メキシコ戦は、まさに理想的な展開だった。
右サイドで酒井宏樹からの縦パスを追った堂安律が抜け出し、ゴール前で林大地が右から左へのダイアゴナルなフリーランニングで相手DFを引っ張って空けたスペースに走り込んだ久保が左足先を伸ばしてダイレクト・シュートを決めて、開始6分に早くも先制。
さらに、9分にはメキシコのDFセサール・モンテスがMFのカルロス・ロドリゲスに付けたボールに対して田中碧がプレッシャーをかけ、こぼれたボールを拾った相馬勇紀が林とのワンツーでペナルティーエリア深くに持ち込んでクロスを入れた瞬間、後ろから追ったモンテスがファウルを犯して、VAR(オンフィールドレビュー)の末、日本にPKが与えられた。このPKを堂安が豪快に蹴り込んで、日本は11分までに2点をリードしたのだ。
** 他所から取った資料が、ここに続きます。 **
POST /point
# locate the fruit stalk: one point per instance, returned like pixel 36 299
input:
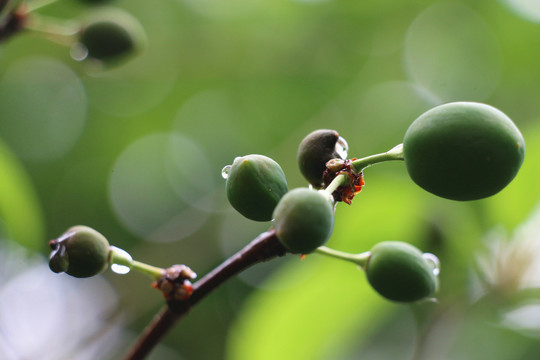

その後は日本の守備がしっかりとメキシコの攻撃を押さえた。メキシコのエース、ディエゴ・ライネスに対しては左SBの中山雄太とプレスバックして守る相馬が挟み込むようにして守り、MFの遠藤航と田中は中盤でのデュエルを制し、さらにワントップの林が前線からボールを追い回してメキシコの攻撃を限定した。そして、メキシコが入れてくるクロスやロングボールはCBの吉田麻也、板倉滉がすべて跳ね返す。
全員が、しっかりとそれぞれに役割を果たすことによってメキシコに大きなチャンスを作らせなかったのだ。ゲームとしては「日本の完勝」だった。
これまで、あらゆる年代でメキシコに対しては苦しい戦いを強いられてきた。
ロンドン・オリンピックで決勝進出を阻まれた相手もメキシコだったし、昨年の秋にオランダとオーストリアで行った一連の強化試合で日本代表(A代表)はアフリカ勢を連覇するなど素晴らしい内容の試合をしたが、11月の最後のメキシコ戦では完敗を喫した。
メキシコと日本はワールドカップで何度もラウンド16まで進みながら、どうしてもその先に進めないという同じような位置にある。そのメキシコに、日本はこれまでずっと劣勢に立たされていたのだ。
その意味で、東京オリンピックでのメキシコに対する勝利は貴重な経験となるだろう。